Mohamaad Yamin
Mohammad Yamin- Sejarawan Memegang Peran Penting Merumuskan Sumpah Pemuda, Alat Pemersatu 'Bahasa'
Mohammad Yamin mempunyai peran sebagai pemuda dalam proses menuju Indonesia merdeka.
Setelah mendapatkan pendidikan dasar di kampung halaman, Yamin melanjutkan pendidikan ke Pulau Jawa, tepatnya ke Algemene Middelbare School (AMS) di Surakarta. Selanjutnya, Yamin menuju ke Jakarta dan masuk Sekolah Tinggi Hukum (Rechts Hooge School) di Jakarta.
Setelah aktif dan memimpin Jong Sumatranen Bond, Yamin mulai aktif mengemukakan gagasan tentang persatuan Indonesia. Sebagai seorang sastrawan dan penyair, salah satu cara yang diyakini Yamin dapat menjadi "alat" persatuan adalah bahasa.
Gagasan ini pun diucapkan lantang dalam Kongres Pemuda I. Melalui pidatonya, "Kemungkinan Bahasa-bahasa dan Kesusastraan di Masa Mendatang", Yamin "menyodorkan" bahasa Melayu sebagai bahasa persatuan.
"Saya yakin seyakin-yakinnya bahwa bahasa Melayu lambat laun akan menjadi bahasa pergaulan dan bahasa persatuan yang ditentukan untuk orang Indonesia. Dan kebudayaan Indonesia masa depan akan mendapatkan pengungkapannya dalam bahasa itu," demikian pidato Yamin, dikutip dari buku Cendekiawan dan kekuasaan dalam negara Orde Baru (2003)
Pidato itu mendapatkan respons baik dari para pemuda yang hadir dalam kongres. Mereka tertarik terhadap pemaparan Mohammad Yamin, terutama mengenai persatuan.
Banyak yang meyakini bahwa pemakaian bahasa Melayu yang memang sudah banyak digunakan sebagai bahasa pengantar selain bahasa Belanda dan bahasa Arab, akan digunakan sebagai bahasa pengantar di Indonesia.
Jong Sumatranen Bond sendiri pernah mendiskusikan bahasa persatuan ini sejak 1923. Kelak, penggunaan "bahasa Indonesia" ini diharapkan mendesak penggunaan bahasa Belanda.
Kongres Pemuda I memang belum berhasil menyatukan kelompok pemuda dalam satu organisasi. Namun, konsep mengenai persatuan Indonesia semakin benderang.
Menuju Sumpah Pemuda

Kongres Pemuda I belum bisa menghasilkan kesepakatan yang berarti. Akan tetapi, pidato Mohammad Yamin menimbulkan gejolak semangat yang baru.

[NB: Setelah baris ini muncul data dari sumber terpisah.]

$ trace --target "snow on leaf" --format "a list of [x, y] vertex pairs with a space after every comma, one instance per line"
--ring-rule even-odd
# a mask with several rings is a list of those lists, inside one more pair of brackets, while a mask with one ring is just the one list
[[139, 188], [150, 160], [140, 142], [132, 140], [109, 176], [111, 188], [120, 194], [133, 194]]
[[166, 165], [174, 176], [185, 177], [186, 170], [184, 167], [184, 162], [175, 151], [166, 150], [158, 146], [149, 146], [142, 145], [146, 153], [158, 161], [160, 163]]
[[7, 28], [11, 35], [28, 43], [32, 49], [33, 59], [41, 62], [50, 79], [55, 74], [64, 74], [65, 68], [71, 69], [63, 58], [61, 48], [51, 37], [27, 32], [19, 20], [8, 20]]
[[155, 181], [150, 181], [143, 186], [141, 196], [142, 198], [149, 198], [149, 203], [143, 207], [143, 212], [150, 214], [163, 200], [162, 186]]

Sebelum melakukan pertemuan akbar kedua, para pemuda kembali berupaya menyatukan sejumlah organisasi untuk fusi dalam satu wadah.

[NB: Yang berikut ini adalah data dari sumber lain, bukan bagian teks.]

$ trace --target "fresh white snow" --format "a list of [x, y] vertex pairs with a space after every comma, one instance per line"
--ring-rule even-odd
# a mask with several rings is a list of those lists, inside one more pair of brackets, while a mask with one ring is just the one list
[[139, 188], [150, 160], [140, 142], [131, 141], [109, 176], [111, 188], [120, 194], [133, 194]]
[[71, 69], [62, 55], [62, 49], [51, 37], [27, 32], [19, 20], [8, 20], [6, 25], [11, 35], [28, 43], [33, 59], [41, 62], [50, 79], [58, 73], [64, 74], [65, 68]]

Perhimpunan Indonesia dan Perhimpunan Pelajar-Pelajar Indonesia (PPKI) menyepakati hal itu. Kemudian, banyak organisasi pemuda yang memilih untuk fusi dalam satu wadah.
Namun, Mohammad Yamin menolak dilakukannya fusi organisasi pemuda. Yamin lebih memilih dibentuknya federasi dari perkumpulan-perkumpulan yang ada. Sebab, perkumpulan masing-masing daerah lebih bisa bergerak bebas tanpa adanya sebuah aturan yang melekat.
Hingga dilakukannya Kongres Pemuda II dibuka pada 27 Oktober 1928 di Jakarta, Yamin yang menjabat sebagai Sekretaris Kongres belum menyetujui dibentuknya fusi.
Meski begitu, Yamin tetap memiliki semangat akan persatuan Indonesia. Dia tetap berharap semangat persatuan tetap ada namun tak menghilangkan kekhasan tiap daerah.